Tatsächlich zeigt die Statistik der Bundesärztekammer keinen Anstieg der Behandlungsfehler. In etwa 30 Prozent der 7049 Beschwerden, in der die Schlichtungsstellen zu einer Entscheidung kam, wurde tatsächlich ein Fehlverhalten des Mediziners festgestellt. Rund 1700 davon waren mit gesundheitlichen Schäden für den Patienten verbunden – Voraussetzung für Anspruch auf Schadenersatz.
Der komplizierte, oft jahrelange Weg solcher Beschwerden, vor allem die Schwierigkeit, an wirklich neutrale Gutachten zu kommen, hindern Patientenvertretern zufolge immer noch viele daran, sich überhaupt zur Wehr zur setzen. Stefan Etgeton, Gesundheitsexperte der Bundesverbraucherzentrale, bezeichnet die registrierte Zahl der Beschwerden als „Spitze eines Eisbergs.“ Das Aktionsbündnis Patientensicherheit geht davon aus, dass allein bei Klinikbehandlungen in fünf bis zehn Prozent aller Fälle unerwünschte Folgen auftreten.
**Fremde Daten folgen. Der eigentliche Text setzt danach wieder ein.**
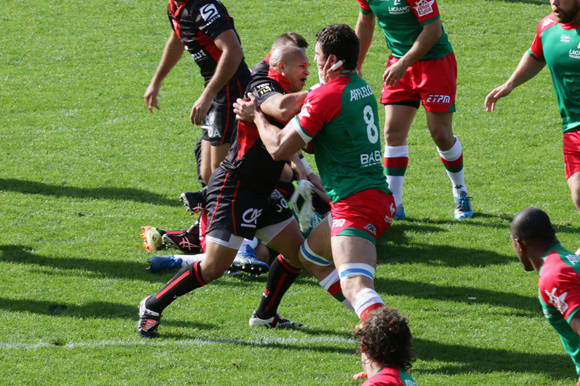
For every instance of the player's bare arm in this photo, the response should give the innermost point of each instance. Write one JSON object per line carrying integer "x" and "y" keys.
{"x": 425, "y": 41}
{"x": 575, "y": 323}
{"x": 171, "y": 54}
{"x": 230, "y": 59}
{"x": 365, "y": 27}
{"x": 283, "y": 107}
{"x": 281, "y": 144}
{"x": 526, "y": 70}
Um die Rechte der Patienten zu stärken und so Behandlungsfehler zu reduzieren, fordert Etgeton einen unabhängigen Expertenpool. „Der Bereich der Fachmediziner, die als Gutachter in Frage kommen, ist häufig so klein, dass man sich untereinander kennt.“ Zudem plädiert er für eine „Fehlerkultur“. Erst Anfang dieses Jahres hatten sich 17 Ärzte, Therapeuten und Pflegekräfte zu Fehlern bekannt. Die Helios-Kliniken veröffentlichen die Sterblichkeitsquoten bei Behandlungen im Internet. „Das ist zur Nachahmung empfohlen“, so Gisela Bartz.